This might work for you (GNU sed):
sed -i -r 's/\S+//3' file
If you want to delete the white space before the 3rd field:
sed -i -r 's/(\s+)?\S+//3' file
It seems you could simply go with
awk '{print $1 " " $2}' file
This prints the two first fields of each line in your input file, separated with a space.
Try using cut... its fast and easy
First you have repeated spaces, you can squeeze those down to a single space between columns if thats what you want with tr -s ' '
If each column already has just one delimiter between it, you can use cut -d ' ' -f-2 to print fields (columns) <= 2.
for example if your data is in a file input.txt you can do one of the following:
cat input.txt | tr -s ' ' | cut -d ' ' -f-2
Or if you better reason about this problem by removing the 3rd column you can write the following
cat input.txt | tr -s ' ' | cut -d ' ' --complement -f3
cut is pretty powerful, you can also extract ranges of bytes, or characters, in addition to columns
excerpt from the man page on the syntax of how to specify the list range
Each LIST is made up of one range, or many ranges separated by commas.
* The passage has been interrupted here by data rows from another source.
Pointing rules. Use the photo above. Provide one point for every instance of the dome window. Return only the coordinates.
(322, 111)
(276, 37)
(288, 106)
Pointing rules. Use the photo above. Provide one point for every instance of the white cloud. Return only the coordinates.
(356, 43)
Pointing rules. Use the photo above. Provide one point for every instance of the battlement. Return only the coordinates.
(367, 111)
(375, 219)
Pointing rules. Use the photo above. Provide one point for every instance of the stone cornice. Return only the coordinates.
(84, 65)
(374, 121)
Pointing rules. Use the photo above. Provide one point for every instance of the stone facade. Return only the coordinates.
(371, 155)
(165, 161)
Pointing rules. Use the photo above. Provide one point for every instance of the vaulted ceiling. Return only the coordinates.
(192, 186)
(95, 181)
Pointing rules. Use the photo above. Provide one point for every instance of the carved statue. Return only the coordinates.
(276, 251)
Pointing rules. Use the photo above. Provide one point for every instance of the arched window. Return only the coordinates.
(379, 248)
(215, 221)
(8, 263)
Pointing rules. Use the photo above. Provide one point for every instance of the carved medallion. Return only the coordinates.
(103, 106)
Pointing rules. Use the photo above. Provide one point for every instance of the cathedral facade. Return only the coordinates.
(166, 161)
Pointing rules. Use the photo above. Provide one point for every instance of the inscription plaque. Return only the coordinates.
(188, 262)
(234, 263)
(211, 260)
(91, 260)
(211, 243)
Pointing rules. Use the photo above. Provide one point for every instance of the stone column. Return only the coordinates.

Selected input is written in the same order that it is read, and is
written exactly once. Each range is one of:
N N'th byte, character or field, counted from 1
N- from N'th byte, character or field, to end of line
N-M from N'th to M'th (included) byte, character or field
-M from first to M'th (included) byte, character or field
so you also could have said you want specific columns 1 and 2 with...
cat input.txt | tr -s ' ' | cut -d ' ' -f1,2
Try this :
awk '$3="";1' file.txt > new_file && mv new_file file.txt
or
awk '{$3="";print}' file.txt > new_file && mv new_file file.txt
Try
awk '{$3=""; print $0}'
If you're open to a Perl solution...
perl -ane 'print "$F[0] $F[1]\n"' file
These command-line options are used:
-n loop around every line of the input file, do not automatically print every line
-a autosplit mode – split input lines into the #F array. Defaults to splitting on whitespace
-e execute the following perl code